Hace muchos años, cierto abogado francés, el barón de Monthyon, legó una importante suma de dinero destinada a constituir un premio anual para "el francés pobre que durante el año llevara a cabo las acciones más virtuosas".
Las historias referentes a esta recompensa anual constituyen un admirable archivo de hechos heroicos; pero es dudoso que contengan uno más digno de tal calificativo que el llevado a cabo por Magdalena Saunier, joven de condición humilde entregada con alma y vida a obras de caridad y que siempre hallaba manera de socorrer a los demás de un modo verdadera-mente maravilloso.
Una viuda ciega y pobre vivía con una hija enfermiza a unos dos kilómetros de la cabaña de la joven. Durante quince años Magdalena las visitó sin faltar un solo día para alimentarlas, arreglar su casa y dejarlas confortadas y animosas hasta su próxima visita.
En 1840, Magdalena estuvo a punto de ahogarse al intentar cruzar una impetuosa corriente de agua, situada entre su cabaña y la de una de sus protegidas. Cuando le reprendieron su temeridad, contestó:
—No lo pude remediar, no me fue posible ir ayer, de modo que por fuerza tenía que ir hoy.
Durante el transcurso de un invierno muy frío, le ocurrió un accidente terrible. Estaba cuidando de una mujer casi moribunda, llamada Mancel, que vivía en la colina, en una choza más parecida a la guarida de una fiera que habitación de criatura humana. Hacia el fin de una larga noche, Magdalena acababa de encender unos cuantos trozos de leña con el fin de aliviarse del intenso frío que sentía, cuando la carcomida puerta, que sólo se mantenía cerrada por una piedra colocada en el suelo, se entreabrió súbitamente y apareció un lobo dispuesto a lanzarse dentro de la habitación.

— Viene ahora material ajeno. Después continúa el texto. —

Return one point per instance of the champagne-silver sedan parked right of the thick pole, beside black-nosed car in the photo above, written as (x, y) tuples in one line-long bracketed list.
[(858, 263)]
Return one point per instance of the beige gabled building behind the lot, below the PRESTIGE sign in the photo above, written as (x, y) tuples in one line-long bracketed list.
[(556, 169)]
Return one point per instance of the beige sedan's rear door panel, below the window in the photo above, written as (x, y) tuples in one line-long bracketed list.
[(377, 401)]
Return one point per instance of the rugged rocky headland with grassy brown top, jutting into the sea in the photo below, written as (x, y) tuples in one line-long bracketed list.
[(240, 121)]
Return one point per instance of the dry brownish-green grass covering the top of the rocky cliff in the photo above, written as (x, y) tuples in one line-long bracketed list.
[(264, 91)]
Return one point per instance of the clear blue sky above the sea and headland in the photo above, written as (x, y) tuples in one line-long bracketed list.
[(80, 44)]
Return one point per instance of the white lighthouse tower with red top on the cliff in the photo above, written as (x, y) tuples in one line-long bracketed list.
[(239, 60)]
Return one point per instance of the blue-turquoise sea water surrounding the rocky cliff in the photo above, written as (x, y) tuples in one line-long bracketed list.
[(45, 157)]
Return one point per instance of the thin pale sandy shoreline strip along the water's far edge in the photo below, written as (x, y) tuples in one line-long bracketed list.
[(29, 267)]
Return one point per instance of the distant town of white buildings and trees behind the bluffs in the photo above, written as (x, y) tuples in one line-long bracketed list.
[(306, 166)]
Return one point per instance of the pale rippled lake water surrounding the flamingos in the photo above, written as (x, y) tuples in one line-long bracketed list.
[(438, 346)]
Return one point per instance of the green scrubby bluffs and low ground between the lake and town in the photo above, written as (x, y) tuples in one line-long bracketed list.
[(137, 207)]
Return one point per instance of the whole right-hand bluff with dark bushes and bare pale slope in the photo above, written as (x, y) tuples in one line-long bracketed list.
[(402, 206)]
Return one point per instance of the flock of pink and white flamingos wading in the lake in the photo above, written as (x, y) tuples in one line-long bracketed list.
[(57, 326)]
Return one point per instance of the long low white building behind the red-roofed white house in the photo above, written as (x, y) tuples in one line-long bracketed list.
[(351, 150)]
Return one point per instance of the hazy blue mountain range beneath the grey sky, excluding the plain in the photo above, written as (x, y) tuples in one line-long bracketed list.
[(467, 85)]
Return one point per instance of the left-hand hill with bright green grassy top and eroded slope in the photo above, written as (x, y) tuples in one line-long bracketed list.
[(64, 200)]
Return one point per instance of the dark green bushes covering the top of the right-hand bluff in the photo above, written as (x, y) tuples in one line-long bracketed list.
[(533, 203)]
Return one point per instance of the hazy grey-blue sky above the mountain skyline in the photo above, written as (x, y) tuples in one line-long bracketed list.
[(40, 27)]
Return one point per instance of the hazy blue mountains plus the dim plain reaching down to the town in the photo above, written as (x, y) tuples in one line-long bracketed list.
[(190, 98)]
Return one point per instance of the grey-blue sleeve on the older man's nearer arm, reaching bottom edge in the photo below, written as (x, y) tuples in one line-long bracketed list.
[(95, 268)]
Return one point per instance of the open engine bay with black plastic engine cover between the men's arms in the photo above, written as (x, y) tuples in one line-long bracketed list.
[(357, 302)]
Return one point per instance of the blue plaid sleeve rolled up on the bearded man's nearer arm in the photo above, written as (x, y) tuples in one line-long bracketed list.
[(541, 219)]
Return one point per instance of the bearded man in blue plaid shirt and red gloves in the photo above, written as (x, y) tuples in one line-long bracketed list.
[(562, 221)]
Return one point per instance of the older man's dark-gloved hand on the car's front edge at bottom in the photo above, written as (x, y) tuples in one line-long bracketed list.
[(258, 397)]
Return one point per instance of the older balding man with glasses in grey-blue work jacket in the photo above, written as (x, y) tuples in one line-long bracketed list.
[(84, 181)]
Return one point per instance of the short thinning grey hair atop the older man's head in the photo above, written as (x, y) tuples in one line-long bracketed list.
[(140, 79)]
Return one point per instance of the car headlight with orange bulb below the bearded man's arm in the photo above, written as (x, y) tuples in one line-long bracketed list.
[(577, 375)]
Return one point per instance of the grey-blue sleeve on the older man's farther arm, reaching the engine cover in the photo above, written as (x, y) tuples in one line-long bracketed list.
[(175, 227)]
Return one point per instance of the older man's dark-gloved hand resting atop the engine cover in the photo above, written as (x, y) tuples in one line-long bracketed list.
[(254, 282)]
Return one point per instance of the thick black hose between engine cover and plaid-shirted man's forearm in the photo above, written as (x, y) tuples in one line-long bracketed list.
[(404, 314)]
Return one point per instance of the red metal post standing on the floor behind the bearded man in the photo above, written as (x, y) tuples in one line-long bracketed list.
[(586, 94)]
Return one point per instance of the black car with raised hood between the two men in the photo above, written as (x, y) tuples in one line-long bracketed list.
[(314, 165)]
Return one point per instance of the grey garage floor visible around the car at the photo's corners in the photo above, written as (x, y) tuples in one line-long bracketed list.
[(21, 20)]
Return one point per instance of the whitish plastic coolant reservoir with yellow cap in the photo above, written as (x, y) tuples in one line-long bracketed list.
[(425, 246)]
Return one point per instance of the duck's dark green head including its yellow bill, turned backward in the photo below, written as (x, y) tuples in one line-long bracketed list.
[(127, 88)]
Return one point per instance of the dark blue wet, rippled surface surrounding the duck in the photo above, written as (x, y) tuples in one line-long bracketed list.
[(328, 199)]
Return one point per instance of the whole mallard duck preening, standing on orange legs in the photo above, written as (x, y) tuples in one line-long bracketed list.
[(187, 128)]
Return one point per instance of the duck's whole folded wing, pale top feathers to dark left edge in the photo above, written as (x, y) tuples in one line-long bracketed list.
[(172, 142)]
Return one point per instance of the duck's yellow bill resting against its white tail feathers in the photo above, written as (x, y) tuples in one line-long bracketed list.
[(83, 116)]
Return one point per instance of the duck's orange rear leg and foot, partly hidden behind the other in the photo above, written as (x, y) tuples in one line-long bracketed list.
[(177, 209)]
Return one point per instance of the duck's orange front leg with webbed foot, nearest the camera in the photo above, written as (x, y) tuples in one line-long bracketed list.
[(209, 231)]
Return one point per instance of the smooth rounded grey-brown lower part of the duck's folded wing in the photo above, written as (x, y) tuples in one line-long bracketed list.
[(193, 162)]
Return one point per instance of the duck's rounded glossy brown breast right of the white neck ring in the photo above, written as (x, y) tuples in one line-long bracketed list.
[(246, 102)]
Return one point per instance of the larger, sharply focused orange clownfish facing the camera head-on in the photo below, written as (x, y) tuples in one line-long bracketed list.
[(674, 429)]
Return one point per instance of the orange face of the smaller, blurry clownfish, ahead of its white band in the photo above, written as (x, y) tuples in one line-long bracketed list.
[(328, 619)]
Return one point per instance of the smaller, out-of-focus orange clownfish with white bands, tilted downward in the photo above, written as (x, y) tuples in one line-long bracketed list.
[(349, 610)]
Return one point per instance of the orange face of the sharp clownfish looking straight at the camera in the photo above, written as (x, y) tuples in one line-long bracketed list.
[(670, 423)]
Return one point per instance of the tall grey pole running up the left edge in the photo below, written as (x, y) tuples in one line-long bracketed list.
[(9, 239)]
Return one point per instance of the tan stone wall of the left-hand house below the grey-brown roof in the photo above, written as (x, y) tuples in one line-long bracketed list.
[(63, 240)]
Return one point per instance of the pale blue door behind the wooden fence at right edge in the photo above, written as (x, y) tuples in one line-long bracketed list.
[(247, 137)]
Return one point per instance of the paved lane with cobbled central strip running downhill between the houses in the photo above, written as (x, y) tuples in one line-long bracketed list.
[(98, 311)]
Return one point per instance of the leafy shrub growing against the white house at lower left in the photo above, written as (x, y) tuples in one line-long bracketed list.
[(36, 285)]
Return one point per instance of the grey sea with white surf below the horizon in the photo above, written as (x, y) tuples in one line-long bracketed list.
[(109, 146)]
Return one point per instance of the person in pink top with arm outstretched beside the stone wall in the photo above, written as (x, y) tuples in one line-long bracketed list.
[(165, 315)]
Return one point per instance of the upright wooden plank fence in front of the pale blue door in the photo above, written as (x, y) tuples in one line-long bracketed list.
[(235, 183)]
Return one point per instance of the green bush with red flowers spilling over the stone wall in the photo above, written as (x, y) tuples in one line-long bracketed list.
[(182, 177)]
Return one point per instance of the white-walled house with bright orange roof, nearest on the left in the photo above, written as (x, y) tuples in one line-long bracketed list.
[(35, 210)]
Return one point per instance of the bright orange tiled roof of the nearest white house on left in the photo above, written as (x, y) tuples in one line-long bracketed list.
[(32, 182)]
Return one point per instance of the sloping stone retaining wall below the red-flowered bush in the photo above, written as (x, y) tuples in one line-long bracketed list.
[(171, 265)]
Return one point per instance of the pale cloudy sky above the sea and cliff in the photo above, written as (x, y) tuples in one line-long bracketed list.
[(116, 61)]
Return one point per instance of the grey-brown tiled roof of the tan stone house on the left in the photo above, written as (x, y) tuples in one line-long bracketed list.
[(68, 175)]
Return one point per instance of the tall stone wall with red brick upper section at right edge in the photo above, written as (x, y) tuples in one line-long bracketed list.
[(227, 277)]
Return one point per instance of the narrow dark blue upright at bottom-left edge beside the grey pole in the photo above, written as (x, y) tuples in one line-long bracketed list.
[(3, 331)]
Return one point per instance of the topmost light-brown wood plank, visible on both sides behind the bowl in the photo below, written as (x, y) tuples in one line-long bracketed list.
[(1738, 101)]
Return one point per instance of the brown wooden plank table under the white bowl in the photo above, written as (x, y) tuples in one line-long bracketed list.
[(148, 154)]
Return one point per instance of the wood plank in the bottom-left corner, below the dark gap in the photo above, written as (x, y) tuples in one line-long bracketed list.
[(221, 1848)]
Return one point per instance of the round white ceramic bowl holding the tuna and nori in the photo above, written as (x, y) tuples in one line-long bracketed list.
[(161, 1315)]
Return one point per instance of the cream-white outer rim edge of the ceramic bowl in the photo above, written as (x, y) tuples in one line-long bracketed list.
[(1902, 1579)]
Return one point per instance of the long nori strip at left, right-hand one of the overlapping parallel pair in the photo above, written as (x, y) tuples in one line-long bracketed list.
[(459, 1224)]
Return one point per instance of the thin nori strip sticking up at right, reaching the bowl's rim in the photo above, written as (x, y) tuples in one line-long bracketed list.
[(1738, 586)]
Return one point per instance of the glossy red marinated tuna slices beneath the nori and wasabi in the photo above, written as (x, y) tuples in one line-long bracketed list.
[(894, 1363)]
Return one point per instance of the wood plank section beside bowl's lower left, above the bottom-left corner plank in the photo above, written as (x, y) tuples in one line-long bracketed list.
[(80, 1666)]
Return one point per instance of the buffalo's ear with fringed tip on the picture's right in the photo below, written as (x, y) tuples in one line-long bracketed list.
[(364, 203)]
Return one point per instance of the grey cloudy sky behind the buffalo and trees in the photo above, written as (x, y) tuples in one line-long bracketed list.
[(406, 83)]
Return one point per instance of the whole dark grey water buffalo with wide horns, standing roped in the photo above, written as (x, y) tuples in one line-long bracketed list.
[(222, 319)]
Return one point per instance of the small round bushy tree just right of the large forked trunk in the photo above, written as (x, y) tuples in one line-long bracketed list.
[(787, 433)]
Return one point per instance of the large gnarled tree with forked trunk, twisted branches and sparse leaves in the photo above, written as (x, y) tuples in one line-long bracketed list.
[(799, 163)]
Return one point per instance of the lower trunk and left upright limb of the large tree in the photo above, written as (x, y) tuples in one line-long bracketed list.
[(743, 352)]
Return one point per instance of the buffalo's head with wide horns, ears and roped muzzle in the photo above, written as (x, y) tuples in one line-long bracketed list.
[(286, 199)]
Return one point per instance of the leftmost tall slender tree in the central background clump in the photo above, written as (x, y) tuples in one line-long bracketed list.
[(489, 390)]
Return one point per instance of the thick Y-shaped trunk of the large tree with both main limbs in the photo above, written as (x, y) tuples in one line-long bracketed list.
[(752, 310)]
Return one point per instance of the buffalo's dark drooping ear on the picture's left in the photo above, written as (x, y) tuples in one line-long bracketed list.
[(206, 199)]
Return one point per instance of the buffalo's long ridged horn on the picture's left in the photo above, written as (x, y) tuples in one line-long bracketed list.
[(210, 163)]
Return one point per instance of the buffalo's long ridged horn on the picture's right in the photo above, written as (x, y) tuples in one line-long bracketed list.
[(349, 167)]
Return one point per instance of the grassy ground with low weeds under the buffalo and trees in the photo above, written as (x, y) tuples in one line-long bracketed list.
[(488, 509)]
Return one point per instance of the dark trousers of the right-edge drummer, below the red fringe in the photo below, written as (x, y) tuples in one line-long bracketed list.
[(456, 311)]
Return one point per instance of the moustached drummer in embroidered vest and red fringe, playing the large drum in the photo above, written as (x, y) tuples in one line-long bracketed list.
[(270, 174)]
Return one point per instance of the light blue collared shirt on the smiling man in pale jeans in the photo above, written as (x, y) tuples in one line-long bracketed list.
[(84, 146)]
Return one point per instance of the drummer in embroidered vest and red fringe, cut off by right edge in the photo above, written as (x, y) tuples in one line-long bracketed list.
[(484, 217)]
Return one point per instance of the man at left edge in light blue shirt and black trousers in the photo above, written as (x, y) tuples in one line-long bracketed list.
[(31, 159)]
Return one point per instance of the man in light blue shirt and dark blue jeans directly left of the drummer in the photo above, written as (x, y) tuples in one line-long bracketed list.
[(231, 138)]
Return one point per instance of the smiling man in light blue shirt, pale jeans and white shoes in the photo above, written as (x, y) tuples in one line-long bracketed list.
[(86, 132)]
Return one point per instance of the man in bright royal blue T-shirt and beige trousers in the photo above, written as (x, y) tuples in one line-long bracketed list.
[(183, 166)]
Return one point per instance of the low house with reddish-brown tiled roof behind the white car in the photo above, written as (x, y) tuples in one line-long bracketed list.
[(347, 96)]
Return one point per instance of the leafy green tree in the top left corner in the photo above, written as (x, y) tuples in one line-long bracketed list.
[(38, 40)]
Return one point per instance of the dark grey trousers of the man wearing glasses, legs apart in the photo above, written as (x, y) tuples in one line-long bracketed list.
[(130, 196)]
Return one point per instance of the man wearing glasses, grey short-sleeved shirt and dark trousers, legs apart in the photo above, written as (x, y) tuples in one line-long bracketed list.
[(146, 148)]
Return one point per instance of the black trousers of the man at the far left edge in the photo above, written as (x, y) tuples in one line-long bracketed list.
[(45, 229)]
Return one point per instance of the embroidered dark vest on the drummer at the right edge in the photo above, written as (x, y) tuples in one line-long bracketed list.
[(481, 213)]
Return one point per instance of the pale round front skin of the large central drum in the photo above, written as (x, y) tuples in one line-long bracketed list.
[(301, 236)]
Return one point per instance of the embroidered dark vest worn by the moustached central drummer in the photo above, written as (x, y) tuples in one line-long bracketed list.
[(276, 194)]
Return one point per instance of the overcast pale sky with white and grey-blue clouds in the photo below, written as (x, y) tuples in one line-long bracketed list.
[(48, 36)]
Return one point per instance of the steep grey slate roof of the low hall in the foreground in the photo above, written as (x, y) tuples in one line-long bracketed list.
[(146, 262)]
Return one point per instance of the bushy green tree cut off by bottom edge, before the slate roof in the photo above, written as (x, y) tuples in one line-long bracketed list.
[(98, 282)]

Magdalena se abalanzó a la puerta impidiendo que se abriera y arrimó cuanto le vino a mano para mantenerla cerrada, mientras el animal se lanzaba contra ella. Al mismo tiempo empezó a gritar con todas sus fuerzas a fin de amedrentar al lobo y hacerlo huir. Pero fue inútil; el resto de aquella tremenda noche tuvo que pasarla empujando la puerta para impedir la entrada de la fiera.
Poco después la enferma murió, y Magdalena, temiendo que volviera el lobo, resolvió ir a la cabaña más cercana, donde pidió que recibieran el cadáver y lo tuvieran allí hasta su entierro. Consintieron los dueños y Magdalena volvió a la choza de la colina, caminando sobre la nieve, por aquellos solitarios parajes frecuentados por los lobos. Se echó a cuestas el cuerpo inanimado y, encorvada bajo su peso, lo llevó a la cabaña, donde cayó de rodillas dando gracias a Dios por hallarse fuera de peligro.